The most heinous crimes are rare, but the world’s population of lifers is large and probably growing. According to the World Prison List, the population of all inmates rose by 20%, to 10.4m, from 2000 to 2015. Meanwhile, between 2000 and 2014 the numbers serving life sentences worldwide rose by 84%, to 479,000, according to “Life Imprisonment”, a recent book. America held 40% of them (see chart); more than 80% of those have no prospect of parole. The Sentencing Project, a think-tank in Washington, DC, reckons that the number of Americans serving life sentences without parole rose by two-thirds, to 56,000, between 2003 and 2020. Turkey, India and Britain impose a lot of life sentences. South African jails hold nearly 17,000 lifers, up from 500 in 1995. In 2014 some sort of formal life sentence was on the books of 183 countries and territories.

Many penal reformers think that is excessively harsh. Lifelong confinement is a declaration by the state that a person is beyond reform. It punishes long after most violent offenders have lost the will or capacity to repeat their offences. And in some countries, such sentences are imposed not only for murder and rape but also for lesser crimes.

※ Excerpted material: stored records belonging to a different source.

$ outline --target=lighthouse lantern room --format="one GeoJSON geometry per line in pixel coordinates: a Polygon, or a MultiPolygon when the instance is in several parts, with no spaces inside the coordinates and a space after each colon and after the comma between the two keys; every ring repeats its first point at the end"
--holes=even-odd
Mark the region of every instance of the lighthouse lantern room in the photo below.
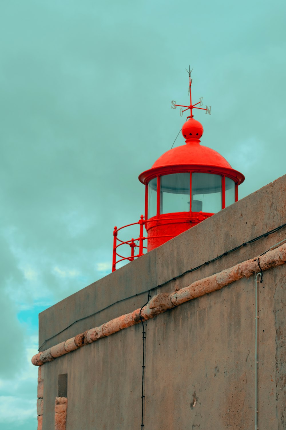
{"type": "Polygon", "coordinates": [[[119,261],[132,261],[143,255],[144,249],[154,249],[238,200],[238,186],[244,180],[243,175],[233,169],[218,152],[200,144],[204,129],[194,119],[193,110],[210,114],[211,107],[201,107],[202,98],[192,104],[192,71],[189,68],[187,71],[190,104],[172,102],[172,108],[180,107],[181,113],[190,111],[181,130],[186,144],[165,152],[151,169],[139,175],[145,187],[145,217],[141,215],[138,222],[120,229],[114,227],[113,271],[119,261]],[[126,242],[119,239],[120,230],[137,224],[140,226],[138,238],[126,242]],[[144,226],[147,236],[144,236],[144,226]],[[118,249],[123,245],[131,249],[129,257],[122,256],[118,249]]]}

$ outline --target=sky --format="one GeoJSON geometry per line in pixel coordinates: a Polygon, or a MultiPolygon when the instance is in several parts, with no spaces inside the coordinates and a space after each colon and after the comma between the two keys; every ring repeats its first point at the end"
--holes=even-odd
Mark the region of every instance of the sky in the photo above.
{"type": "MultiPolygon", "coordinates": [[[[286,173],[286,3],[0,2],[0,428],[36,428],[38,314],[111,271],[138,179],[203,96],[242,198],[286,173]]],[[[175,146],[184,143],[180,135],[175,146]]],[[[128,238],[130,239],[130,237],[128,238]]],[[[129,263],[132,264],[132,263],[129,263]]]]}

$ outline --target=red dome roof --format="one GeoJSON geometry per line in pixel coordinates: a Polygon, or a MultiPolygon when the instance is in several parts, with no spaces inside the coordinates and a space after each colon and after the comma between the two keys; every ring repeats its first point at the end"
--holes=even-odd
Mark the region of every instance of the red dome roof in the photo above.
{"type": "Polygon", "coordinates": [[[218,152],[199,143],[191,143],[165,152],[155,162],[152,169],[186,164],[232,168],[229,163],[218,152]]]}
{"type": "Polygon", "coordinates": [[[244,180],[243,175],[233,169],[220,154],[200,144],[199,139],[203,132],[201,123],[190,118],[182,127],[186,144],[165,152],[155,162],[151,169],[139,175],[139,180],[143,184],[148,184],[158,175],[193,170],[225,175],[237,184],[243,182],[244,180]]]}

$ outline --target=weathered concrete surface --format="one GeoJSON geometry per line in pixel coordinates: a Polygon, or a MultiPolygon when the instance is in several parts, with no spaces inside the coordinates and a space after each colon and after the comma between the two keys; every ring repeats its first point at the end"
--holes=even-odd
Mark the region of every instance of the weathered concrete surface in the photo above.
{"type": "Polygon", "coordinates": [[[66,430],[67,399],[56,397],[54,405],[54,430],[66,430]]]}
{"type": "MultiPolygon", "coordinates": [[[[117,301],[148,290],[284,224],[286,222],[286,175],[216,214],[163,246],[135,259],[42,312],[39,315],[39,345],[75,321],[117,301]],[[48,324],[46,323],[48,320],[48,324]]],[[[199,273],[188,273],[184,278],[170,282],[154,294],[175,291],[259,255],[284,239],[286,231],[284,228],[242,247],[202,268],[199,273]]],[[[97,315],[76,322],[46,342],[41,350],[140,307],[145,302],[145,298],[139,295],[116,304],[97,315]]]]}
{"type": "MultiPolygon", "coordinates": [[[[283,224],[286,184],[286,177],[280,178],[42,313],[40,343],[74,318],[148,290],[283,224]]],[[[154,295],[211,276],[285,237],[284,228],[154,295]]],[[[282,430],[286,428],[285,266],[264,274],[259,292],[259,425],[282,430]]],[[[43,349],[139,308],[147,298],[146,294],[131,299],[74,325],[43,349]]],[[[253,276],[145,323],[145,430],[254,427],[254,299],[253,276]]],[[[58,375],[67,373],[67,429],[140,429],[142,356],[139,324],[45,363],[43,428],[54,430],[58,375]]]]}
{"type": "Polygon", "coordinates": [[[175,306],[220,289],[243,277],[249,278],[251,275],[256,274],[258,270],[264,271],[284,264],[285,261],[286,244],[284,243],[268,251],[263,255],[243,261],[218,273],[199,280],[173,293],[157,294],[140,309],[121,315],[99,327],[79,333],[71,339],[39,353],[32,357],[32,362],[35,366],[41,366],[44,363],[51,361],[75,349],[138,324],[140,321],[153,318],[175,306]]]}

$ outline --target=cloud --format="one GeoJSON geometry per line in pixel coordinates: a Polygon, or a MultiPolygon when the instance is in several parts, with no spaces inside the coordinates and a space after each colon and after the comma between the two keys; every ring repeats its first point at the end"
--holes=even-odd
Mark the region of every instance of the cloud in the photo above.
{"type": "Polygon", "coordinates": [[[104,263],[97,263],[96,270],[99,272],[109,272],[111,270],[111,265],[110,261],[105,261],[104,263]]]}
{"type": "Polygon", "coordinates": [[[57,266],[54,267],[53,271],[61,278],[73,278],[79,275],[79,272],[74,269],[63,270],[57,266]]]}
{"type": "Polygon", "coordinates": [[[27,418],[36,416],[35,400],[12,396],[0,396],[0,423],[17,421],[23,424],[27,418]]]}

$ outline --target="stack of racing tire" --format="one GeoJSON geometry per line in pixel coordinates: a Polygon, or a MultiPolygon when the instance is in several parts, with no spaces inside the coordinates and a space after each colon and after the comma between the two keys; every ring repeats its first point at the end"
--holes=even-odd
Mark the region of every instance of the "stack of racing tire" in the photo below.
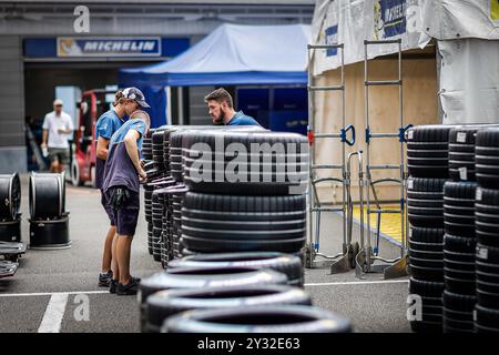
{"type": "Polygon", "coordinates": [[[169,142],[177,185],[169,187],[176,192],[166,199],[166,241],[175,260],[140,284],[141,329],[350,332],[348,320],[312,307],[303,291],[306,139],[191,128],[169,142]]]}
{"type": "Polygon", "coordinates": [[[499,333],[499,128],[477,132],[475,329],[499,333]]]}
{"type": "Polygon", "coordinates": [[[70,247],[64,173],[31,173],[29,195],[29,247],[38,250],[70,247]]]}
{"type": "Polygon", "coordinates": [[[416,332],[499,332],[498,142],[499,128],[490,124],[408,134],[409,173],[417,176],[407,192],[409,292],[422,301],[416,332]]]}
{"type": "Polygon", "coordinates": [[[449,171],[449,133],[454,128],[420,125],[407,132],[409,294],[421,300],[421,314],[410,321],[415,332],[442,331],[444,185],[449,171]]]}
{"type": "Polygon", "coordinates": [[[0,278],[18,270],[26,246],[21,239],[21,182],[18,173],[0,174],[0,278]]]}
{"type": "Polygon", "coordinates": [[[301,252],[306,197],[294,190],[308,179],[304,136],[189,131],[182,146],[189,192],[181,241],[189,252],[301,252]]]}
{"type": "Polygon", "coordinates": [[[21,181],[19,174],[0,174],[0,241],[21,242],[21,181]]]}
{"type": "Polygon", "coordinates": [[[475,139],[480,128],[449,134],[449,178],[444,186],[444,333],[475,332],[475,139]]]}

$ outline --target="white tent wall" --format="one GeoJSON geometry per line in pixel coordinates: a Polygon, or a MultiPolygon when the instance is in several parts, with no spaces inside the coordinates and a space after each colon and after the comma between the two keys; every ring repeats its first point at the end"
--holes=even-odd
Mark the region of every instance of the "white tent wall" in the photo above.
{"type": "Polygon", "coordinates": [[[444,123],[499,122],[499,40],[438,41],[444,123]]]}
{"type": "MultiPolygon", "coordinates": [[[[438,43],[439,68],[435,49],[432,57],[403,60],[406,124],[442,123],[439,106],[444,123],[499,122],[497,0],[317,0],[312,39],[316,44],[345,45],[346,121],[357,129],[356,149],[364,149],[365,144],[364,40],[400,39],[404,54],[427,52],[431,39],[438,43]]],[[[369,47],[369,80],[397,78],[396,60],[383,57],[397,51],[397,44],[369,47]]],[[[316,51],[312,68],[316,84],[339,83],[339,50],[316,51]]],[[[316,131],[338,132],[339,94],[317,92],[315,98],[316,131]]],[[[398,131],[397,100],[396,87],[369,89],[373,132],[398,131]]],[[[340,161],[338,143],[317,141],[316,146],[318,163],[340,161]]],[[[371,163],[396,163],[398,150],[396,140],[376,139],[371,144],[371,163]]],[[[383,171],[384,176],[389,173],[396,176],[397,172],[383,171]]],[[[356,176],[354,172],[352,178],[356,176]]],[[[380,200],[393,200],[398,189],[379,185],[377,193],[380,200]]],[[[339,186],[323,184],[319,196],[323,202],[338,202],[342,193],[339,186]]]]}
{"type": "MultiPolygon", "coordinates": [[[[406,124],[435,124],[438,121],[437,105],[437,67],[435,58],[407,59],[403,62],[404,121],[406,124]]],[[[397,60],[378,59],[369,61],[370,80],[396,79],[397,60]]],[[[317,79],[318,85],[333,85],[340,82],[339,69],[327,71],[317,79]]],[[[346,122],[357,129],[355,148],[348,151],[365,151],[365,99],[364,99],[364,62],[345,67],[346,87],[346,122]]],[[[398,88],[376,87],[369,89],[369,121],[373,132],[398,132],[399,109],[398,88]]],[[[317,92],[315,94],[315,122],[317,132],[339,132],[342,129],[342,97],[338,92],[317,92]]],[[[316,152],[318,164],[340,163],[342,150],[338,140],[317,140],[316,152]]],[[[399,143],[396,139],[376,139],[371,143],[371,163],[397,163],[399,161],[399,143]]],[[[374,171],[374,178],[397,178],[396,171],[374,171]]],[[[330,175],[319,171],[318,176],[330,175]]],[[[339,175],[336,175],[340,178],[339,175]]],[[[352,189],[357,200],[357,169],[353,162],[352,189]]],[[[342,201],[342,189],[337,184],[317,185],[319,199],[324,203],[342,201]]],[[[399,185],[385,183],[376,187],[380,200],[395,200],[399,194],[399,185]]]]}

Catherine Appleton, one of the authors of “Life Imprisonment”, contrasts the punishment of Mr Tarrant with Norway’s treatment of Anders Breivik, another fanatic, who in 2011 murdered 77 people, most at a summer camp for the Labour Party’s youth wing. He drew Norway’s maximum prison sentence of 21 years. After that, a court will decide if he is still dangerous. If so, which seems likely, he will remain locked up. But if not, he will be freed.

Opponents of life without parole hope to repeat the success of campaigners against capital punishment. Since 1976 more than 70 countries have abolished the death penalty. The number of executions worldwide in 2020 fell for the fifth year running to its lowest in a decade, says Amnesty International, a human-rights group. In America just 17 people were executed last year. If campaigners have their way, life sentences will be the next sort to be branded cruel and rendered unusual.

Making this case is not simple. For one thing, life-sentencing regimes vary enormously. Some are relatively lenient, as in Finland, where few “lifers” spend more than 15 years in prison. Others are staggeringly harsh. Some American states still lock up juvenile offenders for life. China imposes the sentence on corrupt officials. Australia and Britain do so for drug offences. Life with a chance of parole may not be much better than without it if parole is granted rarely. Life sentences can be disguised as indeterminate or very long fixed-term sentences. El Salvador, which does not impose life sentences, can lock people up for 60 years.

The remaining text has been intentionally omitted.